Assignments must be typed and submitted
before the start of class on the due date.
Pick a US company that belongs to one
of the following sectors. You should stay with this company for
the assignments that follow as well. You must confirm
your company selection with me before you start your analysis.
|
Materials |
Industrials |
Consumer Discretionary |
Consumer Staples |
Transportation |
You can find companies in these sectors
by using StockVal or a similar program. The company that you choose
should satisfy the following conditions:
- Make sure that the market value
of your chosen firm is at least 0.75 billion dollars.
- It should have public debt, preferably
publicly traded.
Write a report on Corporate Governance
at your company. Start your report by providing an executive summary.
Then, a brief description of the company (about half a page), taken
from Yahoo or another source. Use another two to three pages to
present a well-organized report on "Who own/runs your firm."

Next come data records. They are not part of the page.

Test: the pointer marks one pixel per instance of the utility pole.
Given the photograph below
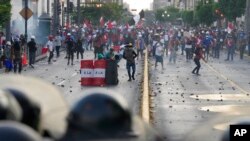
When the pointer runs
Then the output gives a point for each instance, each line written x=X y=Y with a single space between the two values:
x=63 y=13
x=68 y=7
x=247 y=14
x=55 y=16
x=78 y=12
x=26 y=21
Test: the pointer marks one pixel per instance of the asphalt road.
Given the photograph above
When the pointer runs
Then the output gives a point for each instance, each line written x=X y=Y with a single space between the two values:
x=190 y=107
x=67 y=79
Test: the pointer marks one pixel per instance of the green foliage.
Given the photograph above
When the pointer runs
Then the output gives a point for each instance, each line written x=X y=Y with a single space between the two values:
x=232 y=8
x=188 y=17
x=111 y=11
x=162 y=14
x=5 y=11
x=205 y=12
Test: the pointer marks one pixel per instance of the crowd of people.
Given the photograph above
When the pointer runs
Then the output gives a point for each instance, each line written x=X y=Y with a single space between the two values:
x=158 y=41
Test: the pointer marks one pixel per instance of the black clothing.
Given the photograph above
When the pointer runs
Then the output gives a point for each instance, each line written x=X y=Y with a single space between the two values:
x=79 y=49
x=70 y=50
x=32 y=46
x=17 y=57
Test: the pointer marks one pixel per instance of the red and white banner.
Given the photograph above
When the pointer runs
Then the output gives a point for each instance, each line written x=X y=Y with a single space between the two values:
x=87 y=72
x=99 y=72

Make sure to put the important analyses up front; all detailed information,
including tables, particularly if they are long, should go at the end
as an appendix. If the table or the graph is small, then you can
include it up front, particularly if you're going to refer to the contents
of the table in detail. In any case, you should not include any
information in Appendices that you don't refer to at all in the text.
Keep in mind that you are analyzing
the company. Providing a lot of data is not valuable, in and of itself.
Also, using information and "analysis" indiscriminately from
the company's website is also not of much use. Ask yourself regarding
anything that you include in the report -- what is this telling me about
the company's corporate governance, viz. the structure of the company,
broadly defined, and how it affects the optimal working of the company.
And don't forget to use spell check
and grammar check!
Some of the questions that you should
think about in writing up your report:
- Who are the institutions holding
the stock? (Such information can also be found on Yahoo at
http://biz.yahoo.com/hd/m/msft.html for
Microsoft -- msft; replace msft with the symbol for your stock.)
What conclusions would you draw from the quality and number of these
institutions, as well as the proportion of the firm's stock
that they hold?
- How many analysts follow the stock?
What implications would you draw from the quality and number of analysts?
- Who are the mutual funds that hold
the stock? (Check http://biz.yahoo.com/hd/mf/m/msft.html;
replace msft with the symbol for your stock.) What conclusions
would you draw from this information?
- Are there major conflicts of interest
in the running of the company that have not been addressed by compensation
contracts, etc.?
- Have there been major events in
the life of the company recently that are indications of conflicts
of interest?
- Get information on the covenants/bond
indentures of the company. Can you conclude that the bondholders
are well protected from stockholder aggression?
- How does the company see its role
as a corporate citizen? For example, is it respectful of its
social obligations?
You can use the following analysis
of Disney, Inc. done by Aswath Damodaran, in 1997. Focus on
the first two sections, Corporate Governance Analysis and Stockholder
Composition. This is a very good model to use.
You can use the following general sources:
For company specific information,
- You can search the Wall Street Archive.
- You can use the Lexis-Nexis database
from the Pace Library homepage (go to http://library.pace.edu,
click on Databases, then choose Lexis-Nexis Universe from Complete
Alphabetical Listings) to search for information regarding your company.
You can select Business News, then search using your company name,
as well as other useful keywords, such as executive compensation or
shareholder rights, or other terms that you can come up with based
on your reading of Chapter 2 and my webnotes/slides.
- Search Lexis/Nexis, focusing on
publications such as the Economist, Forbes, Fortune, etc. using appropriate
keywords.
- You can also look at the Annual
Report of the company, which you can find at the company website (you
can find the company website by searching on Google, or by going to
http://biz.yahoo.com).
- Search on Google using the company
name and relevant keywords.
- Use the information on analysts
at http://www.zacks.com
- Use information that you may be
able to find at http://biz.yahoo.com
or at http://www.marketguide.com.
- You can get information from MoneyLine; for example,
you can get bond ratings by doing the following:
- log onto Moneyline
- click on US Markets from left menu
- click on Corporates
- click on Bond Ratings
- enter the information in the dialog boxes
Explain the capital structure of a
company satisfying the conditions specified in the Corporate Governance
Project (see above.)
Here are some kinds of information
that you may want to gather in accomplishing this project.
- Use information from Prof.
Damodaran's website (Go to http://pages.stern.nyu.edu/~adamodar/;
click on Corporate Finance on the left-hand-side menu; choose Corporate
Finance (second edition); then pick Chapter 7) and information from
the text
- For how to compute a debt-equity
ratio, you can look at these problems and their accompanying solutions:
Among other sources, you can also use:
Make sure your report is well researched,
well analyzed, based on theory, and written up in a form easy to understand. You
may submit an Excel spreadsheet to accompany your work, but the main
results of the report should be written up in a Word document.
You may use Damodaran's spreadsheets.
However, it will be your responsibility to explain each of the assumptions
that he explicitly or implicitly makes.